My first contact with the WFH was in 1998, when I was a young resident in hematology and had some patients under my care who were living with hemophilia. The national patient organization in my country had contacted the WFH to get more in inherited bleeding disorders education tools.  I was invited to attend the WFH 1998 World Congress in The Hague, Netherlands, in the same year, where I met the former WFH Programs Director Claudia Black. She proposed that I apply for the International Hemophilia Training Centre (IHTC) Fellowship Program in Paris.

What makes you proud to be part of the WFH?

It makes me proud that the WFH believes that patients living with bleeding disorders are part of a global community, and that our challenges and solutions have to be tackled by the community as a whole. The WFH vision of Treatment for All is very symbolic of this philosophy, and it’s the reason why the WFH uses all its resources—such as current scientific knowledge, financial resources, etc.—to improve the health of patients with bleeding disorders worldwide.

What do you think is the main impact the WFH had in recent years?

Increasing the number of identified patients living with inherited bleeding disorders worldwide and improving accessibility to treatment demonstrate the impact that the WFH has had in recent years. Recently, many developing countries considered that hemophilia was just a disease from developed countries. It’s amazing to see how the WFH has helped to totally change this perspective in just a short period of time.

What is the main impact you hope the WFH will have in the future?

I think that the WFH has to work with other stakeholders to gather more resources so that it can offer support to more countries. Also, the WFH should be part of a lobbying campaign to improve the financial accessibility of clotting factor concentrates (CFC) to those in need.

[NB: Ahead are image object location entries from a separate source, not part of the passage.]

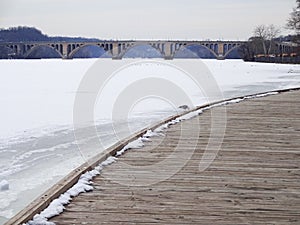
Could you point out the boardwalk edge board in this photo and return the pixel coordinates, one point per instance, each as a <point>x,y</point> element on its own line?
<point>71,179</point>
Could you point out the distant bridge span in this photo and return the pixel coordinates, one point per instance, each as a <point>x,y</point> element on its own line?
<point>117,49</point>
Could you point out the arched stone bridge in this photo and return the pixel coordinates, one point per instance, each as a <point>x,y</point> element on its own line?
<point>117,49</point>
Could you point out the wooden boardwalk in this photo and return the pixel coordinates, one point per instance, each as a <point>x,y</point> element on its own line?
<point>255,178</point>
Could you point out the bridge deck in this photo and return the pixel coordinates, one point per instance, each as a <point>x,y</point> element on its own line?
<point>255,178</point>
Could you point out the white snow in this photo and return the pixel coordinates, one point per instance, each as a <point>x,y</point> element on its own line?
<point>4,185</point>
<point>37,97</point>
<point>84,184</point>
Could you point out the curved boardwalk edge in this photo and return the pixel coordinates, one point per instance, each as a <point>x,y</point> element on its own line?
<point>66,183</point>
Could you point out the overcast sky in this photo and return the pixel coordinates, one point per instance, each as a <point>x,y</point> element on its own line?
<point>146,19</point>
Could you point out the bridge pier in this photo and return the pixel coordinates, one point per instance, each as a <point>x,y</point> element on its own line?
<point>65,53</point>
<point>168,51</point>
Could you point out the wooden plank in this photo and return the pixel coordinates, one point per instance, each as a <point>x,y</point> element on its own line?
<point>255,178</point>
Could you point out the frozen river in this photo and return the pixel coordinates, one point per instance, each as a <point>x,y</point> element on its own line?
<point>38,101</point>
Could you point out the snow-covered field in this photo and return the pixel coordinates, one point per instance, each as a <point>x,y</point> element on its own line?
<point>37,141</point>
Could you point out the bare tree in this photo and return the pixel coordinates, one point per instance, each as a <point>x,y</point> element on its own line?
<point>293,22</point>
<point>272,33</point>
<point>266,35</point>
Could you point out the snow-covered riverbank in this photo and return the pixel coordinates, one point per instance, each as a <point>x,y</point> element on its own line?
<point>37,143</point>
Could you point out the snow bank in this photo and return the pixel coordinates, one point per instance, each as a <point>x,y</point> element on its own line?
<point>4,185</point>
<point>84,183</point>
<point>56,207</point>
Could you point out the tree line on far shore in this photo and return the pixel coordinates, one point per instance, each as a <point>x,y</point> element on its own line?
<point>267,46</point>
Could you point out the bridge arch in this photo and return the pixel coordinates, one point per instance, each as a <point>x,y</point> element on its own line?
<point>79,47</point>
<point>125,48</point>
<point>230,48</point>
<point>39,46</point>
<point>205,46</point>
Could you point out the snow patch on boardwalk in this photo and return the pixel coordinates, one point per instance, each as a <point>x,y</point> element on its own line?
<point>85,183</point>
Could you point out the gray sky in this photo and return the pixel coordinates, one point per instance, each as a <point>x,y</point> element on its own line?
<point>147,19</point>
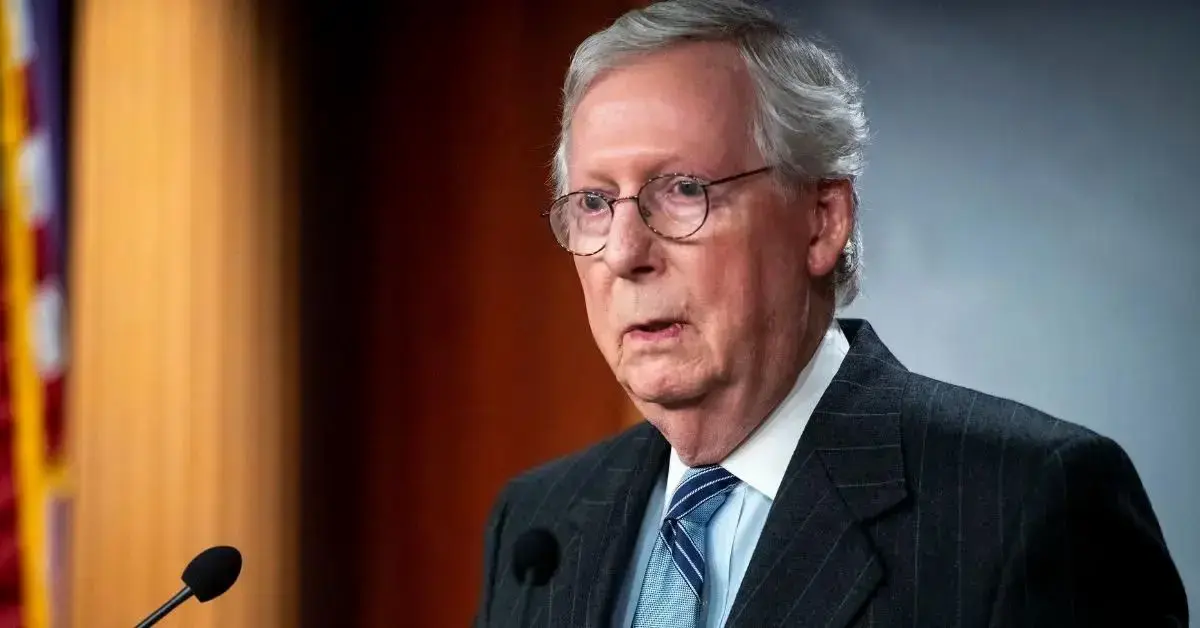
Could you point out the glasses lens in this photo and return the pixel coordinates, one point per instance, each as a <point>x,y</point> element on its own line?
<point>581,222</point>
<point>675,205</point>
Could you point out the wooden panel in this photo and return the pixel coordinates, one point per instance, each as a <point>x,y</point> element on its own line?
<point>480,359</point>
<point>184,311</point>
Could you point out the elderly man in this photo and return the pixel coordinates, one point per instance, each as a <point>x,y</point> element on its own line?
<point>790,471</point>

What do you think is one area where the WFH could improve?

There’s a growing need for local leadership to improve hemophilia care. The WFH has to coordinate with local organizations in order to best serve the bleeding disorders community.

Next to your involvement with the WFH Board, what is your personal involvement in the bleeding disorders community in your country or region?

I am involved with a cohort of 217 hemophilia patients at the Dakar IHTC medical facility in Senegal. I have an outpatient clinic once a week, and I also follow-up with patients if they are hospitalized in our service. I am also actively working with the Senegalese Society of Hemophilia and with the Ministry of Health to advise on how to improve hemophilia and other bleeding disorders care in my country. I also serve as the WFH regional adviser for Africa and thus, I participate on many WFH activities in the African region.

If you had $1 million to donate to the bleeding disorders community, where would you like to see your donation go?

I would use this money to set up a special program to secure the first ten years of a patient’s life by improving laboratory diagnosis (that is to say, training, equipment, and reagent). I would also provide free access to prophylaxis treatment for all new diagnosed patients.